There are many variables that enter into a cost-benefit calculation when thinking about this. But what it really comes down to is Scale. Projects on the low end of scaling will find it cheaper to outsource everything they can. But at higher scale? Think about it like this: Instead of building their own data centers, does it make sense for Amazon or Google to just colo space in other people's data centers to build AWS or GCP? Of course it doesn't.

So, those are the bounds of our "scale scale". At some point it becomes cheaper to move off managed products and onto VMs in the cloud. At some point after that, it becomes cheaper to deploy your own metal. The challenge companies need to solve is determining where they're at, and cost-optimizing parts where they can save money. A great example is Netflix; they're nearly totally on AWS, but they've cost-optimized their CDN significantly to save money on bandwidth by getting out of AWS.

QoS is another consideration. Deploying your own metal is hard, and the quality of the service you provide might degrade. But don't marginalize the other end of that scale; there are QoS downsides to going full managed like with Lambda. Its another variable to consider.

Lambda -> EC2 is the same kind of cost-optimization movement, just further down in scaling. At some point Lambda will become too expensive. Then, you'll probably want to move to something like managed Kubernetes/ECS, which has almost no administrative overhead compared to just EC2 instances but still makes scaling relatively easy.

I agree that you need to make the right decision depending on what scale you are at.
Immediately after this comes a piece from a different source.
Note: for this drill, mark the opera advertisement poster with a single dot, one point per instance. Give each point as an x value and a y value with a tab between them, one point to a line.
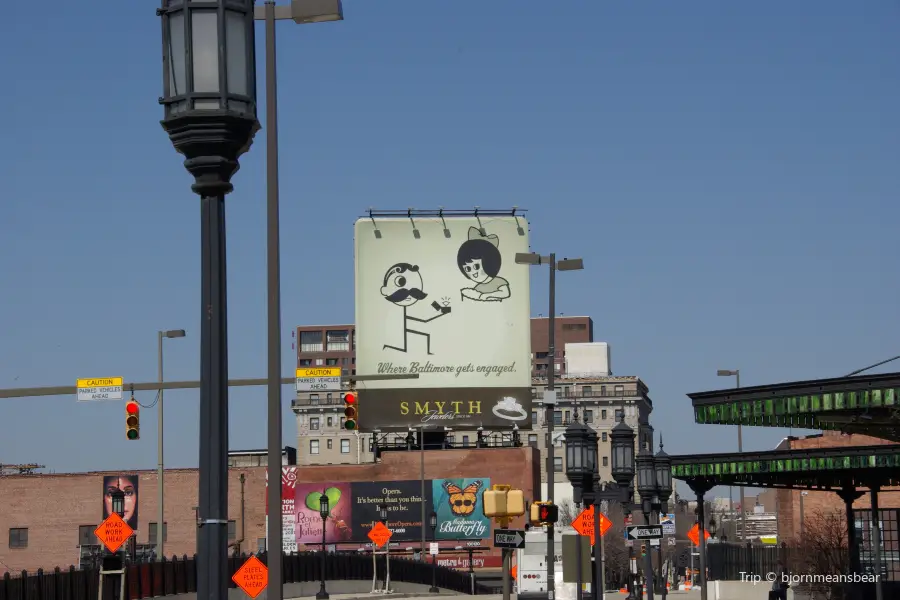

The reality is that most companies are at the scale of a small shop, and it would be better (total cost of ownership) to use Amazon's highly automated services.

However, every sysadmin I've met (and I used to be one) would like to think they are managing Walmart's trucking fleet, when the reality is they are more like Joe's local furniture delivery.

One other thing to mention - truck maintenance still requires human technicians - we haven't automated it yet so that robots could do it, but system administration most definitely can be automated at Amazon scale.